C’est dans ce contexte que nos chasseurs non-autochtones se lamentent. Leurs loisirs sont bousculés par le respect des droits ancestraux. Ils s’en prennent à l’un des peuples les plus pauvres, le plus méprisés et les plus dépouillés du Canada. Ce peuple tient, envers et contre tous, à maintenir sa culture et sa spiritualité traditionnelles, où l’orignal tient toujours une place importante. J’en ai fait l’expérience personnellement.

À l’arrière-plan, nous vivons une période de déclin de la faune, engendrée par le développement industriel désastreux dont les Anishnabés ne sont nullement responsables et dont ils ont été exclus.  La rareté de la ressource réduit les droits des uns et des autres. Elle ne doit jamais remettre en question la priorité de la chasse autochtone de subsistance.

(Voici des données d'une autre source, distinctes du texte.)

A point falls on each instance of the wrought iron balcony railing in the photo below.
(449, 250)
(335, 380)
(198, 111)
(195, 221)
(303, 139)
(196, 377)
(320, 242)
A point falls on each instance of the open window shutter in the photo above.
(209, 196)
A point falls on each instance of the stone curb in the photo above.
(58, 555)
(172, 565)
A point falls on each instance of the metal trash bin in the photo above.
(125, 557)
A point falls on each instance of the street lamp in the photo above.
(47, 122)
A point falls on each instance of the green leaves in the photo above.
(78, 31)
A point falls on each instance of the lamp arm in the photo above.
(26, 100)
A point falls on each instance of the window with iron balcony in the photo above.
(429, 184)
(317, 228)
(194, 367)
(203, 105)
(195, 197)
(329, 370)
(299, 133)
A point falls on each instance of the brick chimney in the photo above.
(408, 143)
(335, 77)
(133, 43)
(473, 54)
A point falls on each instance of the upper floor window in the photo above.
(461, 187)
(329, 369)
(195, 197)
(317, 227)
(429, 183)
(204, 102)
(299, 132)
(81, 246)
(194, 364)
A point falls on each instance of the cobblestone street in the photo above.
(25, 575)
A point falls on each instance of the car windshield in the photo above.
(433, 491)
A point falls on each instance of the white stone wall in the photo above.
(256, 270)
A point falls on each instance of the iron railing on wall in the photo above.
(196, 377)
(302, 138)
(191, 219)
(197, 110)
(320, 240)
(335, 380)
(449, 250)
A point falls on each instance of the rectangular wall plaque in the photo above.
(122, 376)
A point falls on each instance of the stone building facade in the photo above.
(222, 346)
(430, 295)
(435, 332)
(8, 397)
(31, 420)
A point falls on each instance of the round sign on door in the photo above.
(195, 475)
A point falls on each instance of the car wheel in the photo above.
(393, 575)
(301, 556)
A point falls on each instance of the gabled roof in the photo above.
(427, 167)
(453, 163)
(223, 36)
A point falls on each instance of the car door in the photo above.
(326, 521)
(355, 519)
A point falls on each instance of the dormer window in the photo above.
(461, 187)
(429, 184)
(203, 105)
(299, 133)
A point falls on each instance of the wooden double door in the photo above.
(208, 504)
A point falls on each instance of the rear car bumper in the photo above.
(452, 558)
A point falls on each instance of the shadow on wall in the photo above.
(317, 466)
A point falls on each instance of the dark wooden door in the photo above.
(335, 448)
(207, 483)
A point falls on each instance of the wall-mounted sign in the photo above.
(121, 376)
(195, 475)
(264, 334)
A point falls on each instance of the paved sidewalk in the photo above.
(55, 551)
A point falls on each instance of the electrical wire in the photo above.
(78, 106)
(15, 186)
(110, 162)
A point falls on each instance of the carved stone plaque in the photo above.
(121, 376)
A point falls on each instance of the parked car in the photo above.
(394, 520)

Contrairement à la situation en Nouvelle-Écosse, ce problème de coexistence est principalement une responsabilité provinciale. Le Québec a eu l’hypocrisie d’appeler un parc et une réserve faunique un territoire où la coupe à blanc était la norme. L’industrie forestière a dévasté la ressource faunique et le mode de vie traditionnel dans le parc de la Vérendrye. S’ls étaient plus conscients, nos chasseurs feraient des excuses.

Le Québec commence à récolter les fruits amers et récurrents de l’injustice qu’il a semée.  Le droit de chasse ancestral des Anishnabés s’exerce nécessairement et exclusivement sur ses terres publiques.  Cette fois, il ne peut pas se défiler en blâmant Ottawa.